I'm just a newbie trying my first FreeBSD 8.0 installation. I did as in the handbook guides but everytime I try with 'startx', a very ugly window manager appears and the display is full of random colors  I think there's something wrong with my xorg configurations. I have a Dell Vostro 1088 with ATI Mobility Radeon 4300.
Really want to use BSD and really really need your helps.
Thanks.


----------



## OH (Jun 26, 2010)

Try looking in /var/log/Xorg.0.log for any clues as to what's going wrong


----------



## Beastie (Jun 26, 2010)

Does the "very ugly window manager" look like this by any chance?
You might want to create a ~/.xinitrc file that executes the window manager of your choice, instead of the default.


----------



## mrphuongmia (Jun 27, 2010)

Thanks to you all.
Yes,my desktop is just like the window manager in your picture (I guess so) but it's even worse. I can't do anything with mouse and windows. I think there must be something wrong with my card (?). I tried installing KDE yesterday but when I type 'startkde' it didn't work ("Command not found")  Should I try with Gnome?


----------



## wblock@ (Jun 27, 2010)

mrphuongmia said:
			
		

> I can't do anything with mouse and windows.

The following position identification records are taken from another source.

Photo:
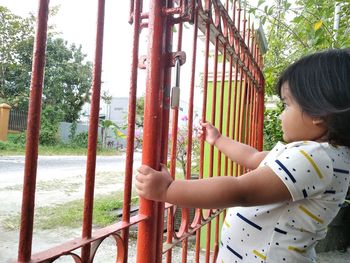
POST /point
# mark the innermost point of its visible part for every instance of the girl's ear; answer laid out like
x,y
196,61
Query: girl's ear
x,y
317,121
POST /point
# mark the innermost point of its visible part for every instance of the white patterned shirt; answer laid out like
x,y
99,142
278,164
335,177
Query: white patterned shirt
x,y
317,177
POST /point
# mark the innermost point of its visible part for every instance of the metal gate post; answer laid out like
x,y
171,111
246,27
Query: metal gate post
x,y
147,230
30,168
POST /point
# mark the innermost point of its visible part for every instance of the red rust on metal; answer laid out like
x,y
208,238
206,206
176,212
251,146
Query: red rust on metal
x,y
244,122
136,5
30,167
146,240
93,132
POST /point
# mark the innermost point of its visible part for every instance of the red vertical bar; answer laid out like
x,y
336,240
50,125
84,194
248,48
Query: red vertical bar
x,y
136,5
211,157
93,132
221,106
167,80
147,236
33,127
229,109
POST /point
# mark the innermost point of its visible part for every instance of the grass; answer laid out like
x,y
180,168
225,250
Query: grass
x,y
70,214
15,145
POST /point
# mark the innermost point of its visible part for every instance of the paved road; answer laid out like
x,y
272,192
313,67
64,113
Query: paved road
x,y
59,179
58,167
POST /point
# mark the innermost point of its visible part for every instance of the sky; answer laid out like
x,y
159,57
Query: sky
x,y
76,21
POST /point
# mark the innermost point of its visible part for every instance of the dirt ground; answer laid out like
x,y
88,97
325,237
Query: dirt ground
x,y
67,187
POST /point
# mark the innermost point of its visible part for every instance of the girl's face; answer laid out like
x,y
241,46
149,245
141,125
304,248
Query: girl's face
x,y
296,124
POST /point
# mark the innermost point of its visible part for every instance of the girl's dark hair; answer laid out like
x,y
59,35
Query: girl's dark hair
x,y
320,84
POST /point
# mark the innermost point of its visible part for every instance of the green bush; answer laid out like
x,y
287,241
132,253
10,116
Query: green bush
x,y
272,128
19,139
50,119
79,140
3,145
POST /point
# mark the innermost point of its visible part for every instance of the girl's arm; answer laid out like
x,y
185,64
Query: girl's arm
x,y
258,187
240,153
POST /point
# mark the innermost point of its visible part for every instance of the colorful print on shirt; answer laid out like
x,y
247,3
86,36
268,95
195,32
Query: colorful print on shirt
x,y
317,177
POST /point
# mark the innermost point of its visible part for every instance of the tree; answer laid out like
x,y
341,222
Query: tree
x,y
298,29
14,76
67,73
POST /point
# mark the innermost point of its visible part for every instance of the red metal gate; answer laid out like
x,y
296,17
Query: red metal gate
x,y
232,98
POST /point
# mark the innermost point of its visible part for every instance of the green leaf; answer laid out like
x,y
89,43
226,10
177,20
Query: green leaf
x,y
318,25
261,2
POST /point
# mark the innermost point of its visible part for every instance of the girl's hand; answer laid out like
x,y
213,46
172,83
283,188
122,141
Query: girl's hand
x,y
211,133
152,184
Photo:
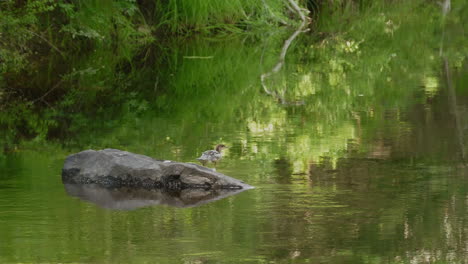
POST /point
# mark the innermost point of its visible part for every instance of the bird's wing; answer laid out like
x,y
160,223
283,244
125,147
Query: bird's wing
x,y
210,154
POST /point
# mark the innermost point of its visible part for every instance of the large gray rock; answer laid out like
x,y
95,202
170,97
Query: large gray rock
x,y
129,198
116,168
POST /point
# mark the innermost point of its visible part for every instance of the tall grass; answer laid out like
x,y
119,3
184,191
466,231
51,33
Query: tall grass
x,y
181,16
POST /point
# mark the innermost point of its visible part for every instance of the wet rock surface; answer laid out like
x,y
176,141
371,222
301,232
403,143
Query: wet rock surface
x,y
112,168
128,198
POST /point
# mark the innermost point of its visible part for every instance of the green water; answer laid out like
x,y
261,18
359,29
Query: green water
x,y
357,156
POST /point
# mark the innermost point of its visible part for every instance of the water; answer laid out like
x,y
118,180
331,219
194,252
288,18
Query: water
x,y
358,157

Did you enable dbus and hal as at the start of the Handbook X11 config chapter?

It is often helpful to show your xorg.conf and /var/log/Xorg.0.log.


----------



## mrphuongmia (Jun 27, 2010)

wblock said:
			
		

> Did you enable dbus and hal as at the start of the Handbook X11 config chapter?
> 
> It is often helpful to show your xorg.conf and /var/log/Xorg.0.log.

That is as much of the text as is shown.